The currents were in full flow when we were there, creating surging whitewater between the lighthouse on the point of Saturna Island and the reef, which was covered in Stellar's Sealions.  The loud and smelly marine mammals were certainly the most obvious life to be seen but porpoises were busy feeding between hundreds of bobbing seabirds.  Among the birds, alcids were probably the most common group of species.  These are sometimes described as the penguins of the north, swimming underwater with powerful wing strokes to propel them along in pursuit of prey, and I managed to get half-decent shots of three species during the trip (some not taken right at the above location - click images to enlarge)
Pigeon Guillemot, Cepphus columba, after a successful hunt
Common Murre, Uria aalge, this is a first year plumage bird (according to Mr. Sibley!)
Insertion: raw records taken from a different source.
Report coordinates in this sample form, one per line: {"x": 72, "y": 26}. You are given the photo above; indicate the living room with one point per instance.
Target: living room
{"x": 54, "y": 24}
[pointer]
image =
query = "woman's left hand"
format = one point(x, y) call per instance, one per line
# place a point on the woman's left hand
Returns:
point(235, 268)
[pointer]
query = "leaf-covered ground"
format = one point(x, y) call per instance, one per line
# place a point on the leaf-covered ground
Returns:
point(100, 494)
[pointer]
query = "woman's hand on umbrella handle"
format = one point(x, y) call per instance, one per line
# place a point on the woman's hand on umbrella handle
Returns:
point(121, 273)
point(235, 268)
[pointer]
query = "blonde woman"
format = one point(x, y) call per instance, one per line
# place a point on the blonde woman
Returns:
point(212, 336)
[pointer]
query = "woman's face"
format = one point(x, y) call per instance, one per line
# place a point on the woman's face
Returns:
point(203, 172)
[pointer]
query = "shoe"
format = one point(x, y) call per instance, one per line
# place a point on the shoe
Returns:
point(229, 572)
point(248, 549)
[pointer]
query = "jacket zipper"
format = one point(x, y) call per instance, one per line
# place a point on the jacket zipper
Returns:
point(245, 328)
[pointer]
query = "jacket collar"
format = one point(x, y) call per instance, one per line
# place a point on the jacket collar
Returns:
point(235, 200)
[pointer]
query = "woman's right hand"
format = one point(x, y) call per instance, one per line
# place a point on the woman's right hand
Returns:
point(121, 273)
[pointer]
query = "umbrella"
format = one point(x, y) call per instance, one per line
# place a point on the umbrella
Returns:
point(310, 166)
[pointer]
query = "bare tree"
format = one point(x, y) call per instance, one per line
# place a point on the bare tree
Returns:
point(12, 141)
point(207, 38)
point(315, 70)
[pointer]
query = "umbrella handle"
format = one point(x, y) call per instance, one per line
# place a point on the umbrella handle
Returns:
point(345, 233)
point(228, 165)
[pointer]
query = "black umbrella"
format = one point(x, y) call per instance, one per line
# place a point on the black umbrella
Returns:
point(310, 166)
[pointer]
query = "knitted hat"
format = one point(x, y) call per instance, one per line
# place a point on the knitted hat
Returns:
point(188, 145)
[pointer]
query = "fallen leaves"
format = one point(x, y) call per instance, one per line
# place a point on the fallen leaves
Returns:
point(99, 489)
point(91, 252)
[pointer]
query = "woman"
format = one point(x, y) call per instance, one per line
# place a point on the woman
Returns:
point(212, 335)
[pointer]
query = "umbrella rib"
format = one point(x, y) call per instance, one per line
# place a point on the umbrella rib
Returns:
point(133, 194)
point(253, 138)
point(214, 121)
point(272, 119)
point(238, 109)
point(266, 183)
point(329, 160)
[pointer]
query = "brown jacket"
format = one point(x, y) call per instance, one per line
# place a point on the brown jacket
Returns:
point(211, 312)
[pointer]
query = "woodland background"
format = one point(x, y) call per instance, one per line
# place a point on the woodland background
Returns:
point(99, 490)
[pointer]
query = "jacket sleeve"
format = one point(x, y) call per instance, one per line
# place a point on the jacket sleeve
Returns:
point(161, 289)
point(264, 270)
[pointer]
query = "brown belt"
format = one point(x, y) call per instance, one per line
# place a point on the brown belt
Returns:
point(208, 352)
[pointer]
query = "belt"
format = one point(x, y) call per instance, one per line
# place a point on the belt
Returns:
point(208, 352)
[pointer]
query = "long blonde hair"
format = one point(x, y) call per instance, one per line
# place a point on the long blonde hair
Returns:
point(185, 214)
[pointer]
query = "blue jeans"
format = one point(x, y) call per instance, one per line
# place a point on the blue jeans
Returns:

Rhinoceros Auklet, Cerorhinca monocerata, - most of the alcids would dive as the boat approached and surface hundreds of metres away so it was nice to see a few in flight showing off their plumage
Alcids may have provided the diversity but it was the gulls that provided the numbers, specifically thousands of Bonaparte's Gulls rafting up and flying around in huge flocks as they prepared for their spring migration.  A little further to the north, in Active Pass, we sailed through a single tightly grouped flock which had, at a very conservative guess, 5000-7000 individuals.
It's nice to have friends - one of these Bonaparte's Gulls has lost a contact lens! (Actually they are feeding on small organisms on the surface of the water that have been stirred up by the current, which is more scientific but less funny.)
There were also some life birds to be had in the area as well.  Among the many sea ducks were White-winged Scoter, a new species for me, along with Surf Scoter.  Perhaps most exciting were Long-tailed Ducks which felt like a life bird as my previous "tick" had been long range scope views of a female in winter plumage on Glenmore Reservoir.
Oh, that's why they call it a Long-tailed Duck!
So those are some highlights of the impressive diversity of nearshore seabirds that we saw on our trip.  I'll follow-up with some passerines and more familiar landbirds in the coming weeks.